Republicans claim the AFL-CIO spending in several of the districts has dwarfed traditional ad spending from
the congressional candidates, with spending in one district in Arizona and in Seattle districts topping $1 million.
OTHERS JOIN IN
In several districts, the AFL-CIO campaign has been bolstered by additional advertising from Citizens Action, a consumer group; from the Sierra Club; and from the Democratic Congressional Campaign Committee.
Citizens Action, which opposed some Democrats two years ago because of healthcare proposals, is spending $1.5 million this year against some Republicans the group claims have supported Medi-care cuts and attempts to cutback environment protection.
Much of the group's advertising has been radio, though a TV spot has been produced, via MCSSR, Tacoma Park, Md.
SIERRA CLUB SPENDS $80,000
The Sierra Club has worked with a second environmental group to run advertising in several districts, most strongly in Michigan and California. The groups have spent $80,000 so far on the effort, with MCSSR also handling that campaign.
It is the AFL-CIO campaign, however, that the business groups and Republicans have reacted to by launching their own campaigns.
The AFL-CIO's ads have deeply angered Republicans, who claim the union organization has actually spent $40 million on media.
Last week, the Republican National Congressional Committee and the Republican National Committee accused the AFL-CIO of flouting the intent of campaign financing limits by claiming the ads were "educational" rather than political advertising.

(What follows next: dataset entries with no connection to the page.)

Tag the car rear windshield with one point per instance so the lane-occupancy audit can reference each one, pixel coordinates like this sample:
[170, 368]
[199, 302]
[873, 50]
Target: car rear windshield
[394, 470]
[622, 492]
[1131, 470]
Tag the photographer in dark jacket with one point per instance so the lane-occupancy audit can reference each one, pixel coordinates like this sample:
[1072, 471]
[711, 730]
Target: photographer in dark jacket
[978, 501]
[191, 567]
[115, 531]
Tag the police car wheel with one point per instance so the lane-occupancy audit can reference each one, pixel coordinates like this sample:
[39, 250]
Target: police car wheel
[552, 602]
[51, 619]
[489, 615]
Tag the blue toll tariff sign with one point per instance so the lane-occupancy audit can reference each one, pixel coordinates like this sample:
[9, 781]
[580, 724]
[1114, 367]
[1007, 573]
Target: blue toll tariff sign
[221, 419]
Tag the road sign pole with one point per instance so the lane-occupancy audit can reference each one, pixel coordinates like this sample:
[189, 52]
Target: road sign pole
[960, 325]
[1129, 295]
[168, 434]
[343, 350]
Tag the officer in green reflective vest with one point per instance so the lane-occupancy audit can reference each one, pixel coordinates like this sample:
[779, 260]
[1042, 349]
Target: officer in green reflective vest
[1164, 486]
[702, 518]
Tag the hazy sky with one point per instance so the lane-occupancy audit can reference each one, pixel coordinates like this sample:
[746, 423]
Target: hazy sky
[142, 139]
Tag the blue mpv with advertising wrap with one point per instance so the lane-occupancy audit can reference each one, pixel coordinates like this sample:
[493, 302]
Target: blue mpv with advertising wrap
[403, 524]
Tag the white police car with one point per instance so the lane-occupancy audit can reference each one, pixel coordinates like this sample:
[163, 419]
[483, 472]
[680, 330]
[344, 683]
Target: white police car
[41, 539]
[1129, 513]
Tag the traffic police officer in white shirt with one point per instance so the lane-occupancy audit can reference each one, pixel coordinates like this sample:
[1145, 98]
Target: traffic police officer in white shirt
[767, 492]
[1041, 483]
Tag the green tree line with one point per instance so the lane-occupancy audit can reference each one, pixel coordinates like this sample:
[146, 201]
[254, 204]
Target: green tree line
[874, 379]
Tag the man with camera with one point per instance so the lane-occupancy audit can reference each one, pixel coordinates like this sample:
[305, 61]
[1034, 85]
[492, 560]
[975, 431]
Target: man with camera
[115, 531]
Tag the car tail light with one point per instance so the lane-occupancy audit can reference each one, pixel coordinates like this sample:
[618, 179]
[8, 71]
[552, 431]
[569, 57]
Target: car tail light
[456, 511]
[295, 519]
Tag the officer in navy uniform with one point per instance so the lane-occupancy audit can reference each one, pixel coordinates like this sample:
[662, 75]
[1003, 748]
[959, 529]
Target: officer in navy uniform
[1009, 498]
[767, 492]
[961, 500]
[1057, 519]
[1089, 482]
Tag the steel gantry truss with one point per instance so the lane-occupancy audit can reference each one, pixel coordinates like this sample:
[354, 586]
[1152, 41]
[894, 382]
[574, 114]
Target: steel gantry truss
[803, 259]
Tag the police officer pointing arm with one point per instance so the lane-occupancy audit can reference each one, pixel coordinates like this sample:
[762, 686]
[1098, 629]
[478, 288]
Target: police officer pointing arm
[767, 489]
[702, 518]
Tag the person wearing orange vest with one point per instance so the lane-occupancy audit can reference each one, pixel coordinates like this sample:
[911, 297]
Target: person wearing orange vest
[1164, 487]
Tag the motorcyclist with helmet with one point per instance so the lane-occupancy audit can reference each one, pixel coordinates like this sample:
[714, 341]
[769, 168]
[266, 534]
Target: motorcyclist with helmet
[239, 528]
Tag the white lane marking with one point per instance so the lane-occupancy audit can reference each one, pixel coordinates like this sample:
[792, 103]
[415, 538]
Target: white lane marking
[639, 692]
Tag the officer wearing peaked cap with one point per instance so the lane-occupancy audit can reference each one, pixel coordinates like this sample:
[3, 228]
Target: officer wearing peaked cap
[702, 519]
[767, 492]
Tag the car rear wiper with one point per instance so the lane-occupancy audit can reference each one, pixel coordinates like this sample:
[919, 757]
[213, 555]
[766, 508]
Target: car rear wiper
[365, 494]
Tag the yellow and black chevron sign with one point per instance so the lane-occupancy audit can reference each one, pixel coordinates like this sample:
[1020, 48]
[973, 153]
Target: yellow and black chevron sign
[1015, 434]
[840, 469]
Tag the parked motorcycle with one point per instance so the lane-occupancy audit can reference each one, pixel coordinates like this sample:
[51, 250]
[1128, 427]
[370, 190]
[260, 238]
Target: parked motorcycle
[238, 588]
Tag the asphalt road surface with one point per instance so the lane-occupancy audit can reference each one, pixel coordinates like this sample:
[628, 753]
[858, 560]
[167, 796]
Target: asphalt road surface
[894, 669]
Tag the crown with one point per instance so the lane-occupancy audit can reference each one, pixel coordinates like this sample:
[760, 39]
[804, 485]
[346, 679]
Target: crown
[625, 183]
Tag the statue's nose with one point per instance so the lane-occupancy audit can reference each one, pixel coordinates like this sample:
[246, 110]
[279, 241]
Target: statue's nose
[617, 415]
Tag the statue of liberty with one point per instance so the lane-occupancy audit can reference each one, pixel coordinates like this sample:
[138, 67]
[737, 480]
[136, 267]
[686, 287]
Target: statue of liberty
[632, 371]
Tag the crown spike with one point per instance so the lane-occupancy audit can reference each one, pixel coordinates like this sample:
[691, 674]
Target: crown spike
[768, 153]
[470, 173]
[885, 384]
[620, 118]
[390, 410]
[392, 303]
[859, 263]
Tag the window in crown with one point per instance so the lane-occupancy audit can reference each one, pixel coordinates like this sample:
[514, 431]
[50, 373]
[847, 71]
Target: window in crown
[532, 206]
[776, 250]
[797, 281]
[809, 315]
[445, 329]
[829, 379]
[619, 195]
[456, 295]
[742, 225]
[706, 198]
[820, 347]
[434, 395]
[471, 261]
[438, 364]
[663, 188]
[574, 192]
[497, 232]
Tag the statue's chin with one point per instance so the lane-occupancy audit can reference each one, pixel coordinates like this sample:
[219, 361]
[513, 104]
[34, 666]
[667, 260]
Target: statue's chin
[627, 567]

Republicans went to U.S. District Court in Washington to force the Federal Election Commission to act against the union ad spending, in the meantime launching a major ad blitz to counter the unions' campaign.
"The big labor bosses in Washington are spending big money spreading big lies to buy their control of Congress," says one TV spot airing in a major buy from Sipple Communications, Washington.
WORRIED ABOUT CONGRESS
Republicans claim the heavier advertising isn't so much due to Mr. Dole's poor showing in the polls but rather concern about who will win Congress.
The union advertising "is not generic advertising," said Haley Barbour, Republican National Committee chairman. "They attack the Republican candidate by name. If we were 40 points ahead, we would still be doing this."